The UK oil group produces from more than 20 deepwater fields in the Gulf of Mexico and is the biggest operator in the region, as well as the largest licence holder.
Until the accident on April 20, the US was BP’s principal strategic focus but the company faces a challenge to restore its reputation.
It plans to raise up to $30bn (£19bn) from asset disposals within the next 18 months and has said it will cut capital spending by about 10 per cent this year to raise funds to help pay for the costs of the spill.
Analysts have said it would make sense for BP to realise some of the value of the licences it holds in the Gulf of Mexico and people familiar with the matter confirmed BP was considering reducing the number of operatorships it holds there.
Bob Dudley, BP chief executive, told the Financial Times earlier this week that while there might be some asset sales in the US, it would remain an area of strategic focus.
BP declined to comment but on Friday confirmed it has relinquished its operatorship at Tubular Bells, a deepwater field discovered in 2003 and about 135km southeast of New Orleans, to Hess, the US company.
Hess will pay $40m for an additional 20 per cent stake, raising its holding to 40 per cent.
BP will retain a 30 per cent stake.
BP had said in March it intended to make a final investment decision on the field later this year.
BP is making progress with its asset sales.
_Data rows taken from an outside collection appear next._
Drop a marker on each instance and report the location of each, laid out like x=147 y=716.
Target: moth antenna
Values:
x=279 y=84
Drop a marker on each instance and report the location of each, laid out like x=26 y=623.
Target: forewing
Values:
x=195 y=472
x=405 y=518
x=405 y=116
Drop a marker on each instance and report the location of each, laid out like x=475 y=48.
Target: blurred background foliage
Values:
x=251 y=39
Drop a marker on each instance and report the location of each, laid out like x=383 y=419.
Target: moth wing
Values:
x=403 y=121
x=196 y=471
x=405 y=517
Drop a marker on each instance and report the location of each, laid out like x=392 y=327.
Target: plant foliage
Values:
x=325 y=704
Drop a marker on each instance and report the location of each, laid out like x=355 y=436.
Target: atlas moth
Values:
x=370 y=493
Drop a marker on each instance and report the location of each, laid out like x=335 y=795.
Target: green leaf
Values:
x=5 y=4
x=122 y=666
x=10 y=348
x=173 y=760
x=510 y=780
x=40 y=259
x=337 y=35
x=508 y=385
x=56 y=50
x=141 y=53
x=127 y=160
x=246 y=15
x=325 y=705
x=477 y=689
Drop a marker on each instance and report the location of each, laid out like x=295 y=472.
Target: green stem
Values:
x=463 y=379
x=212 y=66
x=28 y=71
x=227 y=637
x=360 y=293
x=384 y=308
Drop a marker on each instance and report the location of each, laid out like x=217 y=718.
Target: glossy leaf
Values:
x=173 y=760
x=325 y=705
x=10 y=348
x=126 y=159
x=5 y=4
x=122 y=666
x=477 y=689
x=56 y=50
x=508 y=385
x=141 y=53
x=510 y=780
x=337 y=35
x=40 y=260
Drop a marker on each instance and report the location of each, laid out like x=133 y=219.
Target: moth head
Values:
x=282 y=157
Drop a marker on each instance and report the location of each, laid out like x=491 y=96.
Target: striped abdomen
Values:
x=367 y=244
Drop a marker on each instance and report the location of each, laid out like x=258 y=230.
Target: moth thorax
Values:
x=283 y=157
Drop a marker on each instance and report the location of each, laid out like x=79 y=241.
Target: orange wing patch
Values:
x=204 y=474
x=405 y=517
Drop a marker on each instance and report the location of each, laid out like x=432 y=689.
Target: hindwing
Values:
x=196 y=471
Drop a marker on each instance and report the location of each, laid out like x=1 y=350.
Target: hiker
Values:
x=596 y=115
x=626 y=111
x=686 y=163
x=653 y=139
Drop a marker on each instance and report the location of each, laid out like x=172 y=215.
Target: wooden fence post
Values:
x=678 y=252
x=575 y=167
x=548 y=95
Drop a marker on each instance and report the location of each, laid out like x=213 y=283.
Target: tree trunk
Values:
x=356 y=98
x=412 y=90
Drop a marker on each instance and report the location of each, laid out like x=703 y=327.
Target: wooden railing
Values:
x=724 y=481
The company has so far raised almost $10bn, notably from a $7bn sale of onshore gas assets in the US, Canada and Egypt to Apache, the US independent oil and gas group.
Apache had been in talks with BP about taking a stake in its Alaskan fields but that deal foundered.
BP is considering an alternative plan which would see it transfer the operatorship of the Prudhoe Bay field to one of its existing partners, and then selling a stake.
Analysts said Apache and Occidental were potential buyers of the stake.
BP has been in talks with TNK-BP, its Russian joint venture, about several asset sales.
A formal offer for BP’s assets in Venezuela and Vietnam could come as early as next week.
Tony Hayward, who resigned as chief executive of BP after the spill, is joining the board of TNK-BP.
BP’s shares rose 3 per cent to 440.9p on Friday.